Westdeutsche Allgemeine Zeitung
WAZ: Die Koalition trägt Spendierhosen. Kommentar von Ulrich Reitz
Essen (ots)
1991 hat Helmut Kohl den Solidaritätszuschlag eingeführt. Zum Aufbau Ost vor allem. Auch Kohl wusste: Steuern zu erhöhen, das ist unpopulär. Deshalb der patriotische Anstrich: Deutsche West und Deutsche Ost zahlen für Deutschlands Blüte. Es war schon damals eine Art Vorspiegelung falscher Tatsachen. Der Zuschlag ist nämlich eine Steuer. Und für Steuern gilt: sie dürfen nicht zweckgebunden erhoben werden. Der Soli fließt in den Bundeshaushalt. Und wird für alles Mögliche verwendet. Jedenfalls versprach Kohl, der Soli werde in einem Jahr abgeschafft. Das ist jetzt gute 22 Jahre her. Als die FDP den Soli abschaffen wollte, widersprach Finanzminister Schäuble.

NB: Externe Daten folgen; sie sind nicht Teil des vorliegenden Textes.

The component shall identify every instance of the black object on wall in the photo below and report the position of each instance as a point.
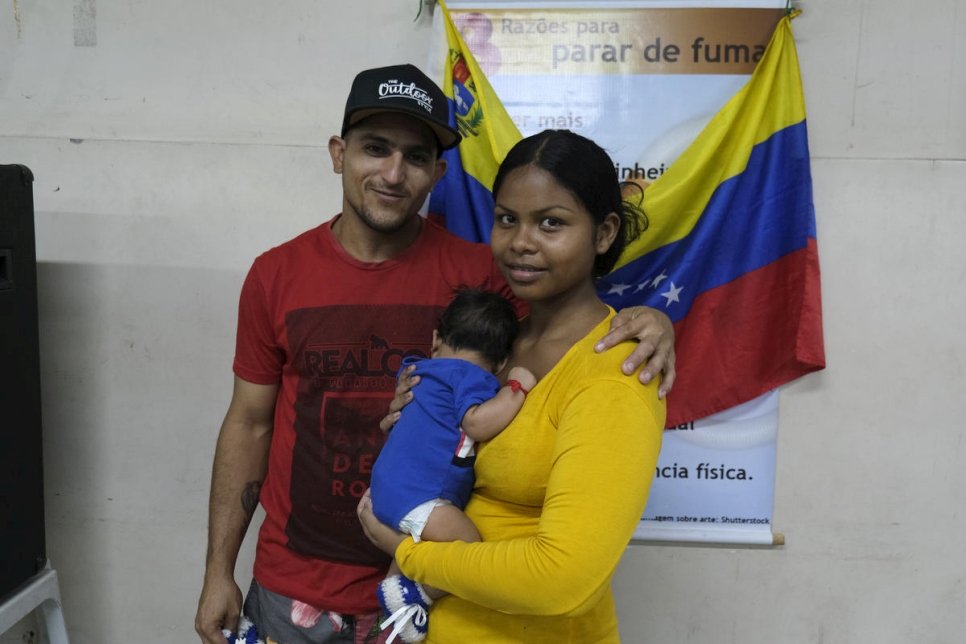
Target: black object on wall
(22, 541)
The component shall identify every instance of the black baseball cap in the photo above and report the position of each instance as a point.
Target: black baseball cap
(404, 89)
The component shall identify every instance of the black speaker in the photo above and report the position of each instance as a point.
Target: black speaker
(22, 540)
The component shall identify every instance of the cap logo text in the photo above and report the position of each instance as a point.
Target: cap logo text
(393, 88)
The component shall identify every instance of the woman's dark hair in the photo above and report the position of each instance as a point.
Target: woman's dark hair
(480, 321)
(584, 169)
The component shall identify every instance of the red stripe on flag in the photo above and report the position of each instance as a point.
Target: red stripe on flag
(774, 313)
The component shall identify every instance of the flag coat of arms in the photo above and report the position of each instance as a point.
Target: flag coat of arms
(463, 196)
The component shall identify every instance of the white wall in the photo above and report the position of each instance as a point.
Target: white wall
(191, 137)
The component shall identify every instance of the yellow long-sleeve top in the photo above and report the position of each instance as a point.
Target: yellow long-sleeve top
(557, 497)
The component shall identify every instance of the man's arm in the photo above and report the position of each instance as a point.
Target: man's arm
(484, 421)
(241, 459)
(655, 335)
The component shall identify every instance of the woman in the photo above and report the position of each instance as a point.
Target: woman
(558, 492)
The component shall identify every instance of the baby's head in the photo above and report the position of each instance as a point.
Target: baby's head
(478, 326)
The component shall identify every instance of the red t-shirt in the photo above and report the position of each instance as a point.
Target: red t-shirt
(332, 331)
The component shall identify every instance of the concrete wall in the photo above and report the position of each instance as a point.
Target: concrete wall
(172, 142)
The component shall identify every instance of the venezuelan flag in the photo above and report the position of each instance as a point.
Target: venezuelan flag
(730, 253)
(464, 194)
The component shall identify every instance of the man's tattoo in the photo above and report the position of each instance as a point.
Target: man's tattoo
(250, 497)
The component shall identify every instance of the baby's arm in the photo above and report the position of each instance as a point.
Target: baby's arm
(484, 421)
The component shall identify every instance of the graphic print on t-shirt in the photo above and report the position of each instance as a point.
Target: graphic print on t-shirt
(346, 358)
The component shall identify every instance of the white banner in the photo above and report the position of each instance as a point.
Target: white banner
(643, 82)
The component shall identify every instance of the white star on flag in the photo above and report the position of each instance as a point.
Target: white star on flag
(660, 278)
(618, 288)
(672, 294)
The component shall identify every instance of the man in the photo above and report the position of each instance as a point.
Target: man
(324, 322)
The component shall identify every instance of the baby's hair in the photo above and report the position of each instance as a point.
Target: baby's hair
(480, 321)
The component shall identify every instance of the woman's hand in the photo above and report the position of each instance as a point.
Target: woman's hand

Diese Steuer sei Teil des Solidarpakts, der laufe bis 2019. Nun konnte man als Steuerzahler hoffen, ab 2020 sein Geld wieder behalten zu dürfen. Damit ist jetzt Schluss. Merkel will den Soli auch danach nicht streichen. Nun hat die neue Bauministerin Hendricks (SPD) begründet, warum: Er müsse nach Bedürftigkeit der Städte und Regionen und nicht nach Himmelsrichtung eingesetzt werden. Man fragt sich, weshalb das bisher anders gehalten wurde, wenn dies doch so offensichtlicher Blödsinn war. Dumm nur, dass der Soli-Ertrag, siehe oben, schon heute nicht nach Himmelsrichtung vergeben wird, sondern in den Bundeshaushalt fließt. Was an der Argumentation von Union und SPD vor allem stören kann, ist die dahinter stehende Haltung: Das Geld ist da, es ist nur die Frage, wie wir es gerecht verteilen. Wir, das sind die Politiker. Sie steuern aber selbst zum Soli nur ein paar Euro fuffzig bei. Die gut 13 Milliarden pro Jahr kommen vom Steuerzahler. Doch die Große Koalition interessiert sich nicht für die Herkunft des Geldes, sie will Gutes tun und die Bürger sollen dafür bezahlen. Das könnte zum Markenzeichen dieses Elefantenbündnisses werden: Es hat elefantöse Spendierhosen an. Gerade haben SPD und Union Wohltaten beschlossen, wobei sie stets über deren Sinn reden, nicht über deren Finanzierbarkeit. Für die Mütterrente und die Rente ab 63 müssen die Steuerzahler, die jetzt noch arbeiten, auf eine Senkung ihrer Rentenbeiträge verzichten. Es ist eine Art von Enteignung. Dasselbe ist mit dem Soli geplant. Solide ist anders.